Italian Trulli

Project Endings: Early Impressions From Our Recent Survey On Project Longevity In DH

Stewart Arneil (sarneil@uvic.ca), University of Victoria, Canada and Martin Holmes (mholmes@uvic.ca), University of Victoria, Canada and Greg Newton (gregster@uvic.ca), University of Victoria, Canada

Despite the thousands of digital projects launched during the past 20 years, experts warn of a new “digital dark age” (Cerf, 2015; Davis, 2016) as our ability to produce digital information continues to outpace our capacity to preserve and access that knowledge for the long term, even (or especially) when using content management systems (Montoya, 2016).

Project Endings is a collaboration between the Humanities Faculty and the University Library which aims to provide practical solutions to issues attendant on ending a project and archiving the digital products of research, including not only data but also interactive applications and web-based publications. Project Endings endeavours to align the aims of faculty researchers producing projects and the archivists who will eventually be responsible for curating their work.

The project divides digital projects into five primary components: data, products, processing, documentation, and release management. We aim at longevity primarily for data and products, but believe that this goal requires careful attention to processing, documentation and release management. We are developing preservation principles for all of these factors, using practice-based methods (Holmes, 2017; Arneil and Holmes, 2017; Holmes and Takeda, 2018), diagnostic tools (Holmes and Takeda, 2017), and scholarly research as listed in the project bibliography at https://hcmc.uvic.ca/endings/EndingsListofReferences2015.pdf .

The project conducted a survey on the LimeSurvey platform consisting of 30 questions https://hcmc.uvic.ca/endings/survey.html to discover how project leaders dealt with the issues of long-term sustainability for each of the five primary components. We promoted the survey to Canadian and international professional communities and received 128 responses. 25 detailed interviews were run with a sample of the respondents to get more information on the issues raised by the survey results.

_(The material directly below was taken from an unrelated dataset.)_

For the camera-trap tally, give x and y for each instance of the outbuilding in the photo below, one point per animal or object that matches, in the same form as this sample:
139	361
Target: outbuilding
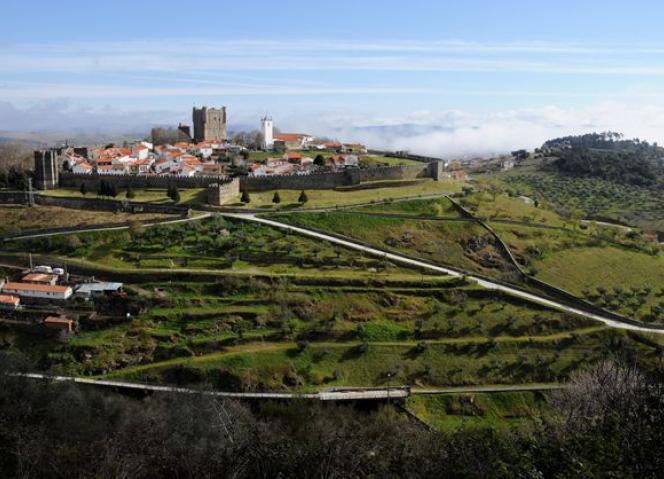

Results of the survey show that concerns about longevity for digital humanities projects are not exaggerated. 57% of survey respondents did not consider an endpoint for their project, despite the fact that project management principles include declarations of goals, timelines, and milestones (Zanduis and Stellingwerf, 2013). In the light of this, perhaps it is not surprising that 54% did not have long-term preservation plans. These findings suggest that many researchers do not distinguish between products generated to exploit the features of the processing environment and products generated to survive after active work on the project ends or independent of development work in the project. Furthermore, only 32% considered “benchmarks for assessing progress” and 41% included precise timelines in their plans.

In a group of projects that were for the most part (74%) less than 10 years old and 58% still in progress, 22% reported that project outputs stopped working due to software obsolescence. This is in a field of projects in which 74% started with born-digital data. If a failure occurs during the active life of the project it might be repairable, but repair is much less likely if the project has ended.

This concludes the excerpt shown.